Combined with this analysis and the XRD and XPS evaluation of the co-product, the secondary reduction reaction likely occurs as follows:

$$ 3{\text{Na}}_{2} {\text{TiF}}_{6} + 2{\text{Al}} = {\text{Ti}} + 2{\text{Na}}_{3} {\text{TiF}}_{6} + 2{\text{AlF}}_{3} $$
(3)

Although this new process marks a significant achievement, there is still room for improvement. The quality of the reduction product must meet strict requirements regarding the impurities in the pure Ti powder, including a requirement for low oxygen contents. In the present study, there is no significant change between the oxygen content of the Na2TiF6 feedstock and the final powder product. This means that improving the purity of Na2TiF6 feedstock used in this process should result in Ti powder with higher purity.
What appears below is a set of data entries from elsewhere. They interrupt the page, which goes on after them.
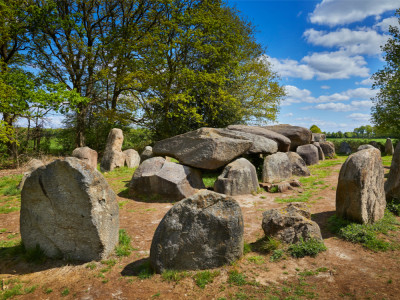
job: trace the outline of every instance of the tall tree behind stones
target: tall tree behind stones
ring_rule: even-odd
[[[137,120],[156,138],[273,119],[283,88],[254,28],[223,1],[174,0],[165,5],[154,43],[143,55],[145,92],[132,93]]]
[[[400,25],[400,9],[396,11],[396,15],[399,17]],[[375,81],[373,88],[379,88],[378,94],[373,99],[372,121],[378,129],[398,136],[400,133],[400,26],[390,26],[389,32],[392,37],[381,47],[386,65],[372,76]]]
[[[39,28],[31,31],[33,65],[47,78],[90,99],[75,115],[75,145],[82,147],[91,108],[116,110],[126,89],[126,63],[139,57],[135,45],[146,36],[146,26],[154,24],[152,17],[157,14],[149,12],[158,1],[33,2],[38,8],[31,17]]]

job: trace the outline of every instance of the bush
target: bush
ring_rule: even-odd
[[[400,216],[400,199],[392,198],[387,200],[386,208],[396,216]]]
[[[324,243],[317,239],[309,239],[307,241],[301,239],[298,243],[290,245],[288,248],[290,255],[296,258],[304,256],[315,257],[318,253],[325,250]]]

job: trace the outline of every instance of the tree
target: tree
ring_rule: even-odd
[[[146,89],[131,97],[136,120],[156,138],[276,118],[284,90],[254,28],[234,9],[218,0],[170,1],[155,36],[144,53]]]
[[[321,129],[317,125],[312,125],[310,130],[312,133],[322,133]]]
[[[400,9],[396,11],[400,25]],[[400,133],[400,28],[389,27],[391,38],[381,47],[386,65],[372,79],[379,92],[373,98],[372,121],[380,131]]]

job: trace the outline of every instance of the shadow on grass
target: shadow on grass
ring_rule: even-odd
[[[150,258],[141,258],[129,265],[125,266],[122,270],[121,275],[128,277],[128,276],[136,276],[140,279],[150,278],[154,275],[154,270],[150,265]]]
[[[316,222],[321,229],[321,235],[323,239],[330,237],[337,237],[338,235],[333,234],[329,229],[329,218],[335,215],[335,211],[324,211],[316,214],[312,214],[311,220]]]
[[[24,275],[66,265],[78,266],[85,263],[61,258],[48,258],[39,247],[26,250],[22,243],[0,248],[0,274]]]

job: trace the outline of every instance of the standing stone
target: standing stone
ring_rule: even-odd
[[[386,153],[386,155],[393,155],[393,153],[394,153],[393,143],[390,138],[386,139],[385,153]]]
[[[386,207],[383,173],[379,150],[350,155],[339,173],[336,214],[363,224],[381,219]]]
[[[365,149],[376,149],[374,146],[366,144],[366,145],[360,145],[357,148],[357,151],[365,150]]]
[[[292,126],[289,124],[280,124],[273,126],[263,126],[271,131],[275,131],[276,133],[282,134],[290,139],[290,150],[296,151],[298,146],[307,145],[311,143],[312,132],[311,130],[300,127],[300,126]]]
[[[227,129],[251,133],[271,139],[278,144],[279,152],[288,152],[290,148],[290,139],[288,139],[286,136],[260,126],[229,125]]]
[[[243,216],[232,198],[203,190],[176,203],[154,233],[150,262],[166,269],[203,270],[230,264],[243,254]]]
[[[273,183],[292,176],[292,166],[286,153],[278,152],[265,157],[262,182]]]
[[[37,168],[43,167],[45,164],[39,160],[39,159],[31,159],[28,164],[26,165],[26,172],[24,173],[24,175],[22,176],[22,179],[20,181],[20,183],[18,184],[18,189],[22,190],[22,188],[24,187],[25,181],[26,179],[29,177],[29,175],[31,175],[31,173],[33,171],[35,171]]]
[[[311,221],[311,213],[304,203],[290,203],[283,209],[270,209],[263,213],[262,228],[267,237],[277,238],[287,244],[301,239],[323,241],[317,223]]]
[[[134,149],[123,151],[125,154],[125,164],[128,168],[137,168],[140,165],[140,155]]]
[[[307,166],[318,164],[318,148],[312,144],[297,147],[297,154],[301,156]]]
[[[321,145],[318,142],[314,142],[313,145],[318,149],[318,159],[325,160],[324,151],[322,151]]]
[[[75,157],[36,169],[21,193],[21,238],[49,257],[100,260],[118,243],[118,203],[103,175]]]
[[[343,141],[340,144],[339,153],[350,155],[351,154],[350,145],[348,143],[346,143],[345,141]]]
[[[200,128],[156,142],[153,152],[194,168],[215,170],[247,152],[252,144],[229,130]]]
[[[388,201],[400,199],[400,143],[397,143],[393,153],[389,176],[385,182],[385,193]]]
[[[169,162],[163,157],[153,157],[136,169],[129,185],[129,194],[176,201],[203,188],[199,170]]]
[[[312,142],[326,142],[326,135],[323,133],[313,133]]]
[[[124,166],[126,157],[121,150],[123,142],[124,134],[122,130],[119,128],[111,129],[108,134],[106,149],[100,163],[102,172],[109,172],[115,168]]]
[[[97,151],[89,147],[79,147],[72,151],[72,156],[86,162],[93,169],[97,169]]]
[[[326,158],[335,158],[335,145],[332,142],[320,142],[319,145]]]
[[[228,164],[214,183],[214,191],[231,196],[251,194],[257,189],[256,168],[245,158]]]
[[[288,152],[287,156],[292,167],[292,174],[296,176],[310,176],[310,170],[307,168],[306,163],[296,152]]]
[[[151,147],[151,146],[144,147],[142,154],[140,154],[140,161],[144,162],[146,159],[149,159],[152,157],[154,157],[153,147]]]

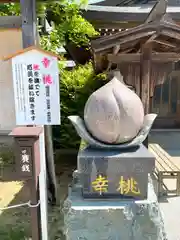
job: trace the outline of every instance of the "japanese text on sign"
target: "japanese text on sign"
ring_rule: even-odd
[[[27,150],[21,151],[21,171],[30,173],[30,156],[27,154]]]
[[[28,89],[29,89],[29,107],[30,107],[30,116],[31,120],[35,121],[35,101],[39,97],[40,90],[40,67],[38,64],[29,64],[27,65],[27,75],[28,75]]]
[[[98,175],[98,177],[91,183],[92,188],[95,192],[98,192],[100,195],[102,193],[108,192],[108,183],[109,180],[102,175]],[[120,177],[119,183],[117,184],[116,191],[122,195],[134,194],[140,195],[140,189],[138,187],[137,181],[130,177],[128,179],[124,179],[123,176]]]
[[[57,57],[31,50],[12,59],[17,125],[60,124]]]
The Al impurity in the product could be diminished by reacting Na2TiF6 with Al in a stoichiometric ration that favors Na2TiF6.

Summary

Metallic Ti, Al-Ti master alloy, and neat cryolite could be simultaneously obtained using the two-stage aluminothermic reduction process presented in this article. Based on thermal analysis, the first-stage aluminothermic reduction of Na2TiF6 was an exothermic process that proceeded quickly at approximately 660°C. The Al and O contents of the milled Ti powder (particle size <74 μm) obtained after reduction were 0.18 wt.% and 0.35 wt.%, respectively. Ti was present in the Ti-containing cryolite in the form of Ti (0), Ti(IV), and Ti(III), at total contents of approximately 3.13 wt.%. After second-stage reduction, the Ti contents of the clean cryolite decreased to approximately 0.002 wt.%. The Al-Ti master alloy obtained after second-stage reduction was composed of an Al matrix and a TiAl3 intermediate phase with two structures: granular and slender needle-like structures. Almost all of the Ti from Na2TiF6 was extracted via this two-stage aluminothermic reduction process. With no waste products or pollution produced, this method is a simple, ecofriendly, effective, and promising path forward in the development of the titanium metallurgy industry.